Re: [PATCH] smp: Add bootcpus parameter to boot subset of CPUs

From: Sudeep Holla
Date: Fri Oct 30 2020 - 13:45:47 EST


On Thu, Oct 29, 2020 at 02:37:06PM -0700, Elliot Berman wrote:
> On 10/28/2020 8:15 AM, Sudeep Holla wrote:
> > > > > > Hi Thomas and Peter,
> > > > > >
> > > > > > Based on my understanding with maxcpus option provides, maximum no of CPUs
> > > > > > are brough up during the device boot up. There is a different case, in which
> > > > > > we want to restrict which CPUs to be brough up.
> > > > > > On a system with 8 cpus, if we set maxcpus as 3, cpu0, cpu1, and cpu2 are
> > > > > > brough up during the bootup. For example, if we want to bring core0, core3
> > > > > > and core4 current maxcpu(as 3) setting would not help us.
> > > > > > On some platform we want the flexibility on which CPUs to bring up during
> > > > > > the device bootup. bootcpus command line is helping to bring specific CPUs
> > > > > > and these patches are working downstream.
> > > > >
> >
> > Either offline "unwanted" CPUs from user space. If that is not possible
> > for whatever thermal reasons, we need to check if we can disable them in
> > the DT like ACPI does. IIUC, it is not supported for some reasons I need
> > to recall/check, can't remember that now. If that is not possible, make
> > those nodes disappear in the bootloader ?
> >
>
> If I disappear the cpu nodes in bootloader, then I can't later online these
> cpus back up when policy permits.

No I meant, to have policy in bootloader and manage device nodes based on
what you need in that boot.

> In our experience, there is a performance hit of ~100ms to modify any
> devicetree node in bootloader, which is significant on a commercial
> device wanting to disable bootup of certain cores for thermal.
>

I bet that performance hit is nowhere close to what you may have when you
offline a bunch of big cores, so I dismiss that, sorry.

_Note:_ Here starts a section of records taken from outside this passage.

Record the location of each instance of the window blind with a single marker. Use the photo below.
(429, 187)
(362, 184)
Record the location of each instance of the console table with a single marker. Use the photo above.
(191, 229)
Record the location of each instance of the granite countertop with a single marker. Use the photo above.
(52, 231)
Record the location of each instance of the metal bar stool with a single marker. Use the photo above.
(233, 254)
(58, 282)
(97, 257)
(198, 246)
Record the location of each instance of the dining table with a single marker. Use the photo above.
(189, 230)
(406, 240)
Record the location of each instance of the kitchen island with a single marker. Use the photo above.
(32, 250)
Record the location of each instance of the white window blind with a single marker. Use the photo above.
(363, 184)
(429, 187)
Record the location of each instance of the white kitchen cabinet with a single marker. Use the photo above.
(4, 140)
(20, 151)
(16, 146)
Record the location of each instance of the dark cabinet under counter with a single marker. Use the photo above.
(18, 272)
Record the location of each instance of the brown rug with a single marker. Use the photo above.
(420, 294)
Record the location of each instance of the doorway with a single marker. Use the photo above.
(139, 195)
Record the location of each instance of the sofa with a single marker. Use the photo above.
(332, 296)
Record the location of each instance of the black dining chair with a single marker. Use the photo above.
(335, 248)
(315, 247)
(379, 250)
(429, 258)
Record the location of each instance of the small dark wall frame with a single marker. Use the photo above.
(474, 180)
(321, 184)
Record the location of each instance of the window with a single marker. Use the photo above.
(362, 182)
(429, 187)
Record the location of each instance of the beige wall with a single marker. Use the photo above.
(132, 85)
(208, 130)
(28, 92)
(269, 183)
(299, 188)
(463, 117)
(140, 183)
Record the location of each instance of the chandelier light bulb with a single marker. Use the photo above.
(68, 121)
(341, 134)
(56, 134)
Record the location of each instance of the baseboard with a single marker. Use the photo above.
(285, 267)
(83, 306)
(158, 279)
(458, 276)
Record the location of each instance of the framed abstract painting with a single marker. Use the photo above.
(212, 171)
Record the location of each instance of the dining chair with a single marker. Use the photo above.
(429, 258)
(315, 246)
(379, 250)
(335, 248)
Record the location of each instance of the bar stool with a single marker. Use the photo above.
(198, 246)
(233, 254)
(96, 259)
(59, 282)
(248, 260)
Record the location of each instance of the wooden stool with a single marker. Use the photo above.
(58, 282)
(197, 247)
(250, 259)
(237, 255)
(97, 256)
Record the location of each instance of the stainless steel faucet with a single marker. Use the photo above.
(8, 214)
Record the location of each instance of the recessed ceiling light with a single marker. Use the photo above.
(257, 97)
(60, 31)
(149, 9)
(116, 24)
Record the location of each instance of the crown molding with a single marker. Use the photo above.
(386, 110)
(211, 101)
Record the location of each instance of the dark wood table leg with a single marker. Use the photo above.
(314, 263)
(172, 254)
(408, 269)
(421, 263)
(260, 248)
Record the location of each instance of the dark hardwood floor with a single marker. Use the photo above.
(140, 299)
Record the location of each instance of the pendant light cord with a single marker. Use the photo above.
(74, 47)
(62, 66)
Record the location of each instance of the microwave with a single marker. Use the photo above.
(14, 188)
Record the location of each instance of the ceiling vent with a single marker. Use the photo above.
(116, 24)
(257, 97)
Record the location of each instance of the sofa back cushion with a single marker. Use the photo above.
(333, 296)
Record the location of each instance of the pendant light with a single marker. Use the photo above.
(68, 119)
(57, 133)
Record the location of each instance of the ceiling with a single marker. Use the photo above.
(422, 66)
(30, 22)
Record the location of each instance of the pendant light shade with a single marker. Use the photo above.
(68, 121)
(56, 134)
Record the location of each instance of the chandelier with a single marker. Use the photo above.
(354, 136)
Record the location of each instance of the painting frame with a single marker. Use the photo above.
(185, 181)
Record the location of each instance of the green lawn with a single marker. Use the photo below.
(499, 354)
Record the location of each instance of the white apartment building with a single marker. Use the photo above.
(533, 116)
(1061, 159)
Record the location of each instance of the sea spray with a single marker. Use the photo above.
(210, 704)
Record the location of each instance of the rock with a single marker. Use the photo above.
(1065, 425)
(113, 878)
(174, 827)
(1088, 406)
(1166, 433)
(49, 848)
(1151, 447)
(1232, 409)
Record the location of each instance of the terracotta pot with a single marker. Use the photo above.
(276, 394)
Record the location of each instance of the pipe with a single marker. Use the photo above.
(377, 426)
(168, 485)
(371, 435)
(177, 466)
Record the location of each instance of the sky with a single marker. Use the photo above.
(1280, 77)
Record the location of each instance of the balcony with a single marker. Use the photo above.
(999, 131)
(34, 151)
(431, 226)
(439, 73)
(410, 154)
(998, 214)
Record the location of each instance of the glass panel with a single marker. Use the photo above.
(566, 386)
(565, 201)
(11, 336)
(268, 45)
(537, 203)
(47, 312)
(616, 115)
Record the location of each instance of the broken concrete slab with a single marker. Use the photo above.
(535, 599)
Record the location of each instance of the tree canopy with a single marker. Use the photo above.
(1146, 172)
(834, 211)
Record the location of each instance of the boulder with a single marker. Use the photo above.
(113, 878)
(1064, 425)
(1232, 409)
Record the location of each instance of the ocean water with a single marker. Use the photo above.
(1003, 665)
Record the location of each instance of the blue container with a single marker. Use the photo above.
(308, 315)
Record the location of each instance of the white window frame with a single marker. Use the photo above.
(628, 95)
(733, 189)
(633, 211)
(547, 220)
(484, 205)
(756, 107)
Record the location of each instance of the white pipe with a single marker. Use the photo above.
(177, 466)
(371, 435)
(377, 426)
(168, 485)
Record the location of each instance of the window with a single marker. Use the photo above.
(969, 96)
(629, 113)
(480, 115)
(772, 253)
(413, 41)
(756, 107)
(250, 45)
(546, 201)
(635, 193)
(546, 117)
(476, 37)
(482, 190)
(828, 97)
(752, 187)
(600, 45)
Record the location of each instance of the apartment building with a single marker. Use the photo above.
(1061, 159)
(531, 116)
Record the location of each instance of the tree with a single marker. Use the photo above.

> > > > > That's a lot of words, but exactly 0 on _WHY_ you would want to do that.
> > > > >
> > > >
> > > > We find the ability to limit the number of cpus brought online at bootup
> > > > useful, and to possibly later enable those cores. One use case is when
> > > > device is undergoing initial testing is to use bootcpus to limit bootup to
> > > > only a couple cores and later bring up the other cores for a controlled
> > > > stress test. A core brought up during boot is also running device
> > > > initialization. Besides being useful for SoC vendor bringup which typically
> > > > occurs downstream, this particular use case could be exercised by developer
> > > > of upstream support for a SoC when initial CPU settings are being
> > > > determined.
> > > >
> >
> > Why not try single core instead of couple of core and add the needed ones
> > for the user-space ?
>
> In some instances, we have seen that further debugging is needed from
> firmware or hardware teams. In these instances, we wanted device to still be
> able to do SMP boot, but with a few cores disabled.
>

Still manageable with different configuration in the bootloader.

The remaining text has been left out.